I also think the idea of the songwriter was fiction. I think the reality was he liked this new band with jesus but he learned that all the words that gave it meaning to andrew Garfield’s character were phony because some mainstream media shill asshole was just making money. Clearly this was the worst thing for a music fan, especially some one into nirvana, being told kurt is a phony is the worst thing you could possibly hear. That was him taking reality and being in his depressive state he went a dark rabbit hole that made him almost meet the owl.


When we see him buying the comic we also see him buying a spiderman comic. This confirms his identity.


This refers to two graffiti that can be seen in the toilets and on a wall and which are coded with the Copial Cypher. The ‘Copiale Code’ is a weird manuscript from the 18th century found in Berlin at the end of the Cold War, with 105 pages full of encrypted messages. A computer scientist created in 2011 a program to translate the Copiale Cypher, and who was it? Kevin Knight. (Remember this name)

So, yes, maybe this is a bit on-the-nose, but writer-director David Robert Mitchell made a darkly comedic movie about an aimless, obsessive, isolated, depressed young American man in the midst of a psychological crisis. His journey toward conspiracy-theory delusion is the plot.
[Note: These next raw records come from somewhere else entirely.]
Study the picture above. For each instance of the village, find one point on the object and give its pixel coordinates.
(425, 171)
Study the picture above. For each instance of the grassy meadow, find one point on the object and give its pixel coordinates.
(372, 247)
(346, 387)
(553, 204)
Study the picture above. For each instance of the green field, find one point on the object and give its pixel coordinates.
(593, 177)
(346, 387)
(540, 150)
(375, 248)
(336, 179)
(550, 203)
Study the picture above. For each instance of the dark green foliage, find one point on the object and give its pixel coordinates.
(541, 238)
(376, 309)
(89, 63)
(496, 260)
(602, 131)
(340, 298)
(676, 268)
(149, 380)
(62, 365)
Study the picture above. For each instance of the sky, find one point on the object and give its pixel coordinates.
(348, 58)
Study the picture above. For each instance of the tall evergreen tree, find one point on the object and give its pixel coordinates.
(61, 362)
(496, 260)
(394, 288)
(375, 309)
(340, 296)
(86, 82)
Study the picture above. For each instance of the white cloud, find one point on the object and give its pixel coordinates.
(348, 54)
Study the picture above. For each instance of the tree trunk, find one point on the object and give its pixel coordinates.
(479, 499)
And depicting the code-breaking, pattern-seeking thrill of “finding the truth” in ever more absurd projections required littering the film with “meta symbols” and “hidden messages.” Afterwards, an online subculture of similar young American men has spent years as “a community” trying to unpack and decipher those messages to figure out what David Robert Mitchell was “really trying to tell us.”

Which brings me back to that WaPo piece about therapists-as-advocates.
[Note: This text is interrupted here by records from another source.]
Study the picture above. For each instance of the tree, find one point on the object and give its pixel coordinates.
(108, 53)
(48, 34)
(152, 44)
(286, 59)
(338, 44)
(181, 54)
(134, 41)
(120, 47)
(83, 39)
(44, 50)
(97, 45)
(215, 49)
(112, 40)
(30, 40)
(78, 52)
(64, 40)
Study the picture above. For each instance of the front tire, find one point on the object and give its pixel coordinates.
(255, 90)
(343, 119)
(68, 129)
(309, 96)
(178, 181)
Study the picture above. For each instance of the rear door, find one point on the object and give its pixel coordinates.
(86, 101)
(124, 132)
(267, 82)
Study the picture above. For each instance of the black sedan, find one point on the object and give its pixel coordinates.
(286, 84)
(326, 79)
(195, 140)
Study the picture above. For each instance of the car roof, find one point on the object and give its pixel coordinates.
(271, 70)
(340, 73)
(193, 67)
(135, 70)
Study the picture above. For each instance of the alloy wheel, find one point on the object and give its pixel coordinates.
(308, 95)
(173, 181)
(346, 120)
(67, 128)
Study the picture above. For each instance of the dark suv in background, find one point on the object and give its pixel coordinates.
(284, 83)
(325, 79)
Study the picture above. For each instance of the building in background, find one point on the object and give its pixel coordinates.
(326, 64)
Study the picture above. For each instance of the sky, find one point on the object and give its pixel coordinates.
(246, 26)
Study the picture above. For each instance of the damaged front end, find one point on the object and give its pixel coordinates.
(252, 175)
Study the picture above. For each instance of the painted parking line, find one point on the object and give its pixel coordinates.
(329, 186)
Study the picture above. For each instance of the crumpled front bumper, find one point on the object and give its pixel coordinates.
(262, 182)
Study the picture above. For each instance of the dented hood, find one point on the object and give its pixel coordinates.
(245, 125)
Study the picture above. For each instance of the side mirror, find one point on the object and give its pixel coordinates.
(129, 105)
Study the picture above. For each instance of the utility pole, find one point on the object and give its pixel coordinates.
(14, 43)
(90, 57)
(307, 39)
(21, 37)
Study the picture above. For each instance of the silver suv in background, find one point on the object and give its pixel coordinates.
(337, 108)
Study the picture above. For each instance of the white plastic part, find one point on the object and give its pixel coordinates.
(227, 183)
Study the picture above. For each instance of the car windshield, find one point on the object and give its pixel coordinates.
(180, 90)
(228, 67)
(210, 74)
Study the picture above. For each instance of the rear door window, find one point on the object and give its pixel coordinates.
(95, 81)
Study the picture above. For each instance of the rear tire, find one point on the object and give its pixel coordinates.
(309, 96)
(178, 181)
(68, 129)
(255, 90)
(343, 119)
When you’re feeling bad about your life and a therapist seeks to comfort you, you’ll feel good in the moment, but you won’t get better. And maybe you’ll learn to mimic the terms used in therapy to more effectively make new friends and manipulate them. Either way, things get worse, and not just for you, personally. We all suffer from the bullshit.

When you’re feeling bad about your life and someone tells you a conspiracy theory that says it’s not your fault, it’s the (insert conspiracy scapegoat here), you’ll feel good in the moment, but you won’t get better. And maybe you’ll use your new conspiracy to make new friends and blame something else for your common problems. Either way, things will get worse, and not just for you, personally.

You get my drift.

And here’s why I dragged those poor platformed film critics into this topic: One reason why modern humans get disillusioned and isolated and become vulnerable to mental illness and conspiracy theories is that they’re not entirely sure what’s true, but they can smell a phony from miles away.
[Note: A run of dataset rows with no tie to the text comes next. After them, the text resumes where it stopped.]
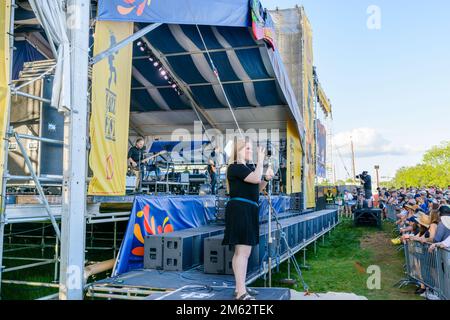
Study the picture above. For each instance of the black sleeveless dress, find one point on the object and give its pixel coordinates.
(241, 215)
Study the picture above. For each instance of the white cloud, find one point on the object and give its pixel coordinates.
(369, 142)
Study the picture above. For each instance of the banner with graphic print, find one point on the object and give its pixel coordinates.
(262, 24)
(5, 16)
(156, 215)
(162, 214)
(232, 13)
(294, 159)
(309, 112)
(321, 150)
(111, 87)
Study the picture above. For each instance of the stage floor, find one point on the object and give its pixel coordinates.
(169, 280)
(201, 293)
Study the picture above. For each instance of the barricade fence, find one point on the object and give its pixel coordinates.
(429, 268)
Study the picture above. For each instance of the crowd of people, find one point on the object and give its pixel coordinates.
(420, 214)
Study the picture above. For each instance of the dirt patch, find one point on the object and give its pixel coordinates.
(379, 243)
(385, 255)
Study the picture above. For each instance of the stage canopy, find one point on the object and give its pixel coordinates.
(252, 73)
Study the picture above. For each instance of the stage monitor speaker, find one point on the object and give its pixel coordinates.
(184, 249)
(214, 255)
(368, 217)
(52, 127)
(153, 252)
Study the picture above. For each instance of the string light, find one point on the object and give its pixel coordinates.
(157, 64)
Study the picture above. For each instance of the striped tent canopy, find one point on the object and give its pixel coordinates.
(252, 76)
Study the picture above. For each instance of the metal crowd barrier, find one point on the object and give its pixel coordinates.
(391, 213)
(429, 268)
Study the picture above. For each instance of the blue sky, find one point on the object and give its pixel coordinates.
(390, 88)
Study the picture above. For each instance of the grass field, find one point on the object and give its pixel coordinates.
(340, 264)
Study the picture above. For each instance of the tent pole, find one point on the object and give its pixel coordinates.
(6, 145)
(73, 220)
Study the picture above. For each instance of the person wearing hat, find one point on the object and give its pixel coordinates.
(443, 228)
(444, 245)
(425, 232)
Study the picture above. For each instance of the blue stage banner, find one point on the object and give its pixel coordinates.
(163, 214)
(156, 215)
(279, 203)
(231, 13)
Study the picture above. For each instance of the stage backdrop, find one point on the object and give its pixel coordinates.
(162, 214)
(156, 215)
(294, 159)
(111, 87)
(321, 150)
(309, 112)
(5, 15)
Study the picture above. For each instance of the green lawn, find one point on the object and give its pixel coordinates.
(340, 264)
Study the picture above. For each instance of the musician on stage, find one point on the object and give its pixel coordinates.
(136, 160)
(245, 181)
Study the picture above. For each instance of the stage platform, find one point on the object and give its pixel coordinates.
(202, 293)
(139, 284)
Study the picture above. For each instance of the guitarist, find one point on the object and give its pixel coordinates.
(136, 160)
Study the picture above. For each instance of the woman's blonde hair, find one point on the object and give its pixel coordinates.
(237, 146)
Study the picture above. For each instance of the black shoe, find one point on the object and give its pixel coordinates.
(420, 291)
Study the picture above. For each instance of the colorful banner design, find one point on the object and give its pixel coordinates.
(232, 13)
(5, 21)
(309, 112)
(294, 159)
(321, 150)
(162, 214)
(111, 87)
(262, 24)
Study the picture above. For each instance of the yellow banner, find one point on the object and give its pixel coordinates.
(5, 21)
(309, 113)
(294, 159)
(111, 85)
Like a film critic trying to sound relevant while writing about a movie he didn’t understand, a company that says one thing while doing the exact opposite is kinda easy to spot. We’ve been dealing with a corporation that talks a lot about “valuing the customer” but has apparently laid off most of its customer service reps and now forces you through lengthy phone trees before connecting you to a robot that will schedule a response… next week. It’s obvious bullshit, done for fairly obvious reasons: To cut costs, add subscribers, win elections, increase quarterly stock dividends.

And it may work for them. For a while. But things won’t get better.

We don’t get better — as individuals, groups, companies or countries — when our first solution to every problem is to generate some new comfortable bullshit. We may rationalize it, and there may be times when bullshit is necessary (“After several hours, Joe finally gave up on logic and reason and simply told the cabinet that he could talk to plants, and that they wanted water”), but when we come to rely on it, things will get worse.

What’s the solution? Damned if I know. But I can talk to plants, and they think most of y’all are to blame.